Three-dimensional (3D) cell culture is an attractive alternative to animal model research, and it is a predictive method for drug discovery and compound screening. By incorporating extracellular matrix (ECM) and other relevant factors, researchers design microenvironments in 3D cell culture that mirror those in vivo and provide the cues required for physiologically-relevant cell growth in vitro. These cues drive proper cell behavior to extend proliferation time and closely simulate in vivo metabolic activity.1 In 3D cell culture, researchers can also perform co-culture experiments with different cell types to further mirror the in vivo microenvironment. These advantages are especially important during drug development when scientists screen for relevant targets and perform safety testing.
Even with these benefits, many researchers continue to perform their cell culture experiments in 2D. Using 3D cultures for drug discovery is particularly difficult because cell cultivation in 3D on a large scale, with automation, in a reproducible fashion, and at low cost is a challenge. As such, researchers commonly identify drug candidates in 2D cultures because they can accomplish this in a high-throughput manner. However, compound behavior in 2D non-physiological conditions is a poor predictor of drug activity in vivo, and many candidates fail during subsequent animal testing experiments or clinical trials, wasting time and money.

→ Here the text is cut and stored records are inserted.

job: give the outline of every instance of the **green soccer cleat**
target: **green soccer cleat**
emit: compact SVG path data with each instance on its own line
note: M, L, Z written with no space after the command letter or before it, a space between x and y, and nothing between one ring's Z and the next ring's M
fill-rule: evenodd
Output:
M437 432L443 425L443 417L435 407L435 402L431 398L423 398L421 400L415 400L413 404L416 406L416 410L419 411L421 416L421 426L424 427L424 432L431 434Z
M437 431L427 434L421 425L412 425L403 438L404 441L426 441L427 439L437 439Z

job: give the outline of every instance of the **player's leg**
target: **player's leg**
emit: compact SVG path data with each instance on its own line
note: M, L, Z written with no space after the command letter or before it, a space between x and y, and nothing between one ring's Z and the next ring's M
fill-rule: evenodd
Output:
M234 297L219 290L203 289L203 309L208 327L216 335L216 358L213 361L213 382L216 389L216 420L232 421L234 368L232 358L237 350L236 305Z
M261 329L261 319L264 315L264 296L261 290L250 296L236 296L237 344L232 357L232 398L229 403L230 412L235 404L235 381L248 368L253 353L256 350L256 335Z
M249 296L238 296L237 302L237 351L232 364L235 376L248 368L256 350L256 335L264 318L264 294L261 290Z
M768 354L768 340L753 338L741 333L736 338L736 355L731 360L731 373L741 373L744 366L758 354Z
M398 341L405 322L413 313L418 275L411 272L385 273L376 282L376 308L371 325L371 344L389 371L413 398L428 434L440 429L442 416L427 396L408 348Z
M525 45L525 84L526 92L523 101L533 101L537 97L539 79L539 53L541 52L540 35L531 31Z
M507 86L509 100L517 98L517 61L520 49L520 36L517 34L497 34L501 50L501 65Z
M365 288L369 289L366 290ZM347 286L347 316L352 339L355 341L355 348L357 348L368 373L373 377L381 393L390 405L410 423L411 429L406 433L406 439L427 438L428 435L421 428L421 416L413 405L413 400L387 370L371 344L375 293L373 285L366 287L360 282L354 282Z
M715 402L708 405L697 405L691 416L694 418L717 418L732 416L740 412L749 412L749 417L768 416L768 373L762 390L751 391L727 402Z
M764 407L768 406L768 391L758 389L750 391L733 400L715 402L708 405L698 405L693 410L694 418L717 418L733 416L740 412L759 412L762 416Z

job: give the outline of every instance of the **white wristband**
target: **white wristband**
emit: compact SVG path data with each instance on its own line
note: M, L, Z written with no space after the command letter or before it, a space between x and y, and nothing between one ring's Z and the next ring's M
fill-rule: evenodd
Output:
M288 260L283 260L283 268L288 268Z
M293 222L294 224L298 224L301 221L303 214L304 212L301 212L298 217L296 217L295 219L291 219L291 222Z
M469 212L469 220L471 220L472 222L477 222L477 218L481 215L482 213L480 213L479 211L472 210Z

To form 3D cell culture structures, researchers traditionally encapsulate cells in undefined Engelbreth-Holm-Swarm sarcoma-derived basement membrane extracts, such as Matrigel matrix. These extracts are heterogenous hydrogels made of natural ECM proteins, such as various laminins and collagens, and growth factors, such as TFGβ, EGF, and IGF. The growth factors and ECM proteins are present at high levels that are not physiologically relevant, and the composition of each factor comprising a hydrogel can vary. Additionally, materials such as Matrigel are unstable and temperature sensitive, and precipitate even at refrigeration temperatures.2 To prepare these hydrogels, researchers must be cautious while they perform laborious encapsulation steps that are incompatible with high-throughput drug screening.
Synthetic ECM hydrogels are animal-free alternatives to natural hydrogels. In contrast to materials such as Matrigel, their compositions are consistent and defined, which reduces batch-to-batch variability. However, most synthetic hydrogels still require additional steps to mix cells and hydrogels for encapsulation.

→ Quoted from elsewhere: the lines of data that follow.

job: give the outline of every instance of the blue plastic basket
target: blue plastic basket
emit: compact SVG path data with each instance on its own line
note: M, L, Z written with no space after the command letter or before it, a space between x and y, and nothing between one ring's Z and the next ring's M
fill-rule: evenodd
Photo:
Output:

For high-throughput 3D cell culture, researchers must work with consistent and stable hydrogels that are simple to use. TrueGel3D®HTS Hydrogel Plates are 96-well polystyrene glass-bottom plates pre-cast with synthetic polyethylene glycol (PEG)-based hydrogels.

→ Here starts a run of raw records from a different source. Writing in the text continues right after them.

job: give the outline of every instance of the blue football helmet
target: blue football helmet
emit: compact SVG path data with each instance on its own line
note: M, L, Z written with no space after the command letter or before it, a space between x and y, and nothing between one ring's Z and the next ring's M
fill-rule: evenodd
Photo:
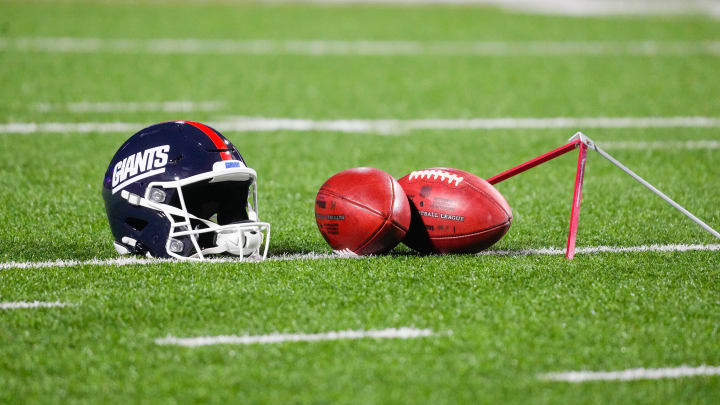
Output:
M110 161L102 194L120 254L267 257L257 173L206 125L164 122L136 133Z

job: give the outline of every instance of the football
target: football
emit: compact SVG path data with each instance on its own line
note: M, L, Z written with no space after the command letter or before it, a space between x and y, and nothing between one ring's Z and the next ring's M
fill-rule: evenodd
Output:
M330 177L315 199L315 221L323 238L340 252L385 253L410 227L410 203L392 176L358 167Z
M399 181L412 220L402 241L421 253L476 253L507 233L512 211L487 181L458 169L414 171Z

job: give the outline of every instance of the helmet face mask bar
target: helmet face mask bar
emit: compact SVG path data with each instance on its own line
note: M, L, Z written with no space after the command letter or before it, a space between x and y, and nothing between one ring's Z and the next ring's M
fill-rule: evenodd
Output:
M164 122L130 137L110 161L102 194L120 254L267 257L270 224L258 220L257 173L201 123Z
M170 257L204 260L207 255L229 253L241 258L253 256L264 260L267 257L270 245L270 224L257 221L256 179L255 170L251 168L227 168L213 170L181 180L151 182L147 185L143 197L135 196L127 191L122 191L121 196L133 205L156 210L165 215L170 222L170 233L165 243L166 253ZM247 198L244 199L247 200L246 206L233 207L238 212L247 212L247 219L220 225L211 219L199 217L196 215L197 213L194 214L188 210L183 188L197 184L213 185L220 183L224 183L223 185L236 184L239 188L248 190ZM166 201L169 199L170 191L173 191L177 196L172 204L170 201ZM235 201L235 203L242 204L241 201ZM214 214L213 216L217 217L217 213ZM207 238L207 234L212 236L212 239ZM194 253L187 256L182 255L182 252L188 250L188 246L186 246L188 242L190 242L190 248ZM262 254L260 253L261 246L263 247Z

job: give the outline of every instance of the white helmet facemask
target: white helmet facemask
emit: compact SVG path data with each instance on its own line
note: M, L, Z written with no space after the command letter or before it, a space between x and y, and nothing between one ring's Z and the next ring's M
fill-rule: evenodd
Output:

These plates come ready to use and are automation-compatible for high-throughput applications. The clear hydrogels contain increasing crosslinking densities throughout the well, and the glass bottoms are designed with cell imaging in mind. Researchers directly seed cells into the wells without hydrogel preparation or encapsulation steps. After seeding, cells gradually spread through the hydrogel and grow into 3D cultures within several days. Additionally, scientists can easily set up co-culture systems by seeding different cell populations at various time points in the same well. Using the TrueGel plates, researchers have studied T cell-mediated killing of tumor cells, tumor and microenvironment formation, angiogenesis, and stem cell cultures.
References
- M. Rimann, U. Graf-Hausner, “Synthetic 3D multicellular systems for drug development,” Curr Opin Biotechnol, 23:803-09, 2012.
- A.E. Rodríguez-Fraticelli, F. Martín-Belmonte, “Chapter 7 - Methods for analysis of apical lumen trafficking using micropatterned 3D systems, in Methods in Cell Biology, vol. 118, F. Perez, D.J. Stephens, eds., Academic Press, 2013, pp. 105–123.